At last, Kai looked up. But he looked right past her with his deep dark eyes, and did not see her at all. Gerda burst into tears. Cold and cutting was the wind on that lake. As Gerda cried “Kai, where are you?” one of her tears blew right onto Kai’s face.
The tear burned his face until his whole face felt hot. Then Kai, too, was crying.
“Gerda!” said Kai, “is that you?” Kai shivered. He cried with joy, for the evil bit of glass was washed from his eye. Kai took Gerda’s hands. Though they were both frozen cold, each of them felt warm inside.
Trip Back Home
Gerda and Kai walked hand in hand back to the bush with the red berries, where the reindeer waited. As they walked, the sun came out and warmed and dried them. The wind stopped and birds started to chirp. Before they knew it, there was the reindeer, in front of them.
The reindeer took them back the the first old woman, who gave Gerda a new pair of fur boots. Each of them got a fur hat, too. As the reindeer carried them on the long road back home, who came along the road but the Robber Girl! She was riding the coach she had taken from Gerda, but Gerda was glad to see her, just the same.
The Robber Girl said to Gerda, “So this is the friend you traveled all the way across the world to save. I hope he was worth it!” They all smiled.
The Robber Girl said they should hop on her sleigh and she would give them a lift home. By the time they finally got home, it was summertime. Much to their surprise, they were all grown up.
It was summertime, and they were all grown up.
In the years that came to be, Gerda and Kai stayed the best of friends. There were no more adventures with the Snow Queen or the cold frozen north, and each lived a quiet life. But they knew deep down that no matter what, they would always look out for each other.

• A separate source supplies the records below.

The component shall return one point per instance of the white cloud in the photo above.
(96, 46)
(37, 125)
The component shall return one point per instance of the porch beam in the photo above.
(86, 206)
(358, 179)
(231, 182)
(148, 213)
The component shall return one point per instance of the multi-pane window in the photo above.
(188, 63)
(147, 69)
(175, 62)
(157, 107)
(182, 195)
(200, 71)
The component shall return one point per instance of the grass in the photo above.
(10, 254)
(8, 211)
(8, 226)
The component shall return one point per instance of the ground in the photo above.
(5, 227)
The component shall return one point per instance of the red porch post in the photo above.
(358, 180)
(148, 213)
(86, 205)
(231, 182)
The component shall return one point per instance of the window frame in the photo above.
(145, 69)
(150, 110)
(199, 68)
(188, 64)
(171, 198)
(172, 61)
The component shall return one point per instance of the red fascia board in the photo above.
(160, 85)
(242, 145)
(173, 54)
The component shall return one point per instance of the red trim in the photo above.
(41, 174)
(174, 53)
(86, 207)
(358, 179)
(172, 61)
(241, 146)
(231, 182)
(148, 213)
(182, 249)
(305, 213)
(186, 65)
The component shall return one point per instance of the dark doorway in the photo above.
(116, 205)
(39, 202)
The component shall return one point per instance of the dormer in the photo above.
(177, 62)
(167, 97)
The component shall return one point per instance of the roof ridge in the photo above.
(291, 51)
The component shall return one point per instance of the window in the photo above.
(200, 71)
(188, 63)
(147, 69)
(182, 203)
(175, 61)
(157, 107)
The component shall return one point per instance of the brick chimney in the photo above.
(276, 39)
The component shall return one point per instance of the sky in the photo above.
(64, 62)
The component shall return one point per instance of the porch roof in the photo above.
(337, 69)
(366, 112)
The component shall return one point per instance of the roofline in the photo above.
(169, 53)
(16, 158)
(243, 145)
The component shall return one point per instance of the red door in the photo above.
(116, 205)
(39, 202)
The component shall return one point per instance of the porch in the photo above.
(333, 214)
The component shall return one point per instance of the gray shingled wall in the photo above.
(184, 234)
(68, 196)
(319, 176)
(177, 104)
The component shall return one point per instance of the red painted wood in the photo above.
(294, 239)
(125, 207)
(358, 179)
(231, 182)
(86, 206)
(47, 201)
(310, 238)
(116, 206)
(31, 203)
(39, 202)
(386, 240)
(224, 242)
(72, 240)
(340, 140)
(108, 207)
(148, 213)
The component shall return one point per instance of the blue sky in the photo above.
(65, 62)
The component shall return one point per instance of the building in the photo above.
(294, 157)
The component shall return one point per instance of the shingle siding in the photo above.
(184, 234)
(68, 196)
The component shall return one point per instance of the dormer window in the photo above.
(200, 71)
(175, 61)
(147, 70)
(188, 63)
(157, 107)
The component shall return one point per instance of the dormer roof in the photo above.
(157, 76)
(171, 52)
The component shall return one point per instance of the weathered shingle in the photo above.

This story has been adapted from "The Snow Queen" (Danish: Snedronningen), an original fairy tale written by Danish author Hans Christian Andersen. The tale was first published 21 December 1844 in New Fairy Tales. First Volume. Second Collection. 1845. (Danish: Nye Eventyr. Første Bind. Anden Samling. 1845.) The story centres on the struggle between good and evil as experienced by Gerda and her friend, Kai.